Niveau ratage, comment ne pas parler de Jackson ? Déjà en chute libre en termes d’intérêt dans les précédentes saisons, il touche ici le fond. Sa recherche du père biologique n’ira nulle part, pas la moindre confrontation ou révélation, et son stresse sur une possible tumeur ne servira pas plus à quelque chose. Que de temps perdu. Petite pensée à tous ceux qui n’auront pas eu la possibilité de revenir comme Rahim, Lily, Ola, Olivia, Anwar et le couple de professeurs, qui pour leur part feront un léger caméo tout de même.
Place tout de même aux quelques rares points qui fonctionnent. La romance Aimee / Isaac n’est pas totalement ratée, mais leurs personnages n’auront pas d’histoires très passionnantes. On se concentrera donc sur les seuls qui n’ont jamais fait défaut : les Groff. Entre la rédemption du père, la reconquête touchante pour sauver le mariage, et le fils qui se cherche une place dans la société, la famille aura jouit d’une écriture très largement au dessus de la mêlée, et pour eux cette dernière saison sera très satisfaisante. Le passage à la radio est particulièrement beau, Michael est incroyablement touchant, et la reconversion d’Adam lui va si bien, lui permettant d’enfin trouver stabilité, réconfort, soutient et admiration.
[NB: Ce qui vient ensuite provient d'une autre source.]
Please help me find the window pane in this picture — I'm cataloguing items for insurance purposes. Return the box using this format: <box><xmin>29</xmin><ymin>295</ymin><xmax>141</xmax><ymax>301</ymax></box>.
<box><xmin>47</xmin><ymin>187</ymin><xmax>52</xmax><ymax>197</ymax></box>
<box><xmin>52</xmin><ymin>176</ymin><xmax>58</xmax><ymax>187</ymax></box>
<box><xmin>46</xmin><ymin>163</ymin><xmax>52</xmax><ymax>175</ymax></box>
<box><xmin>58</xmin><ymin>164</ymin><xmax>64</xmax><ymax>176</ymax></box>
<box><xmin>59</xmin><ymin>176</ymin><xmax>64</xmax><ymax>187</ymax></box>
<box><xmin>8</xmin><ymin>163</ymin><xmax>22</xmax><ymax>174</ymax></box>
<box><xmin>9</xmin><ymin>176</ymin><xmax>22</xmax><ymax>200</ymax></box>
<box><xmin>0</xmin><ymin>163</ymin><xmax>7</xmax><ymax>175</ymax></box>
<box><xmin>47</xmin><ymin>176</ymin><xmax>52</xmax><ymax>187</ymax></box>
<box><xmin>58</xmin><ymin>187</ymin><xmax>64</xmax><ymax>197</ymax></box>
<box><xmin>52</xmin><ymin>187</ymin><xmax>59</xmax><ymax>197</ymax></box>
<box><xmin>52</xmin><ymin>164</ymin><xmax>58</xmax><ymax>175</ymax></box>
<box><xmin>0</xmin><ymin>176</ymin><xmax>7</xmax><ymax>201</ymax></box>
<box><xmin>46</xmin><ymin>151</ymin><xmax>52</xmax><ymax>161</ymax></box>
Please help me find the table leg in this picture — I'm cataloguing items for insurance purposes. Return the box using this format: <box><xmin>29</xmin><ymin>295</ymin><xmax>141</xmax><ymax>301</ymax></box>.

Au moins un pan de la série n’aura pas totalement été gâché par cette saison de trop, mais il fallait bien conclure.
Saison 4 :
Rarement une série n’aura connu une chute aussi lourde et brutale. Clap de fin, et tant mieux. Acteurs trop vieux, scénaristes qui n’ont pas osé faire le seul choix possible intellectuellement : les faire avancer, devenir adulte, faire des études. En résulte une redondance et des limites palpables dès la troisième saison, puis avec en plus un cahier des charges donnant tout son sens au mot « woke », le bilan en devient presque mauvais. Personnellement, cela gâche le plaisir des débuts, et à l’image de séries ravagées par une fin expédiée ou écrite à la truelle comme Dexter, y revenir sera impossible. Malgré toutes les qualités premières, le mal est fait, l’on ne mit reprendra plus.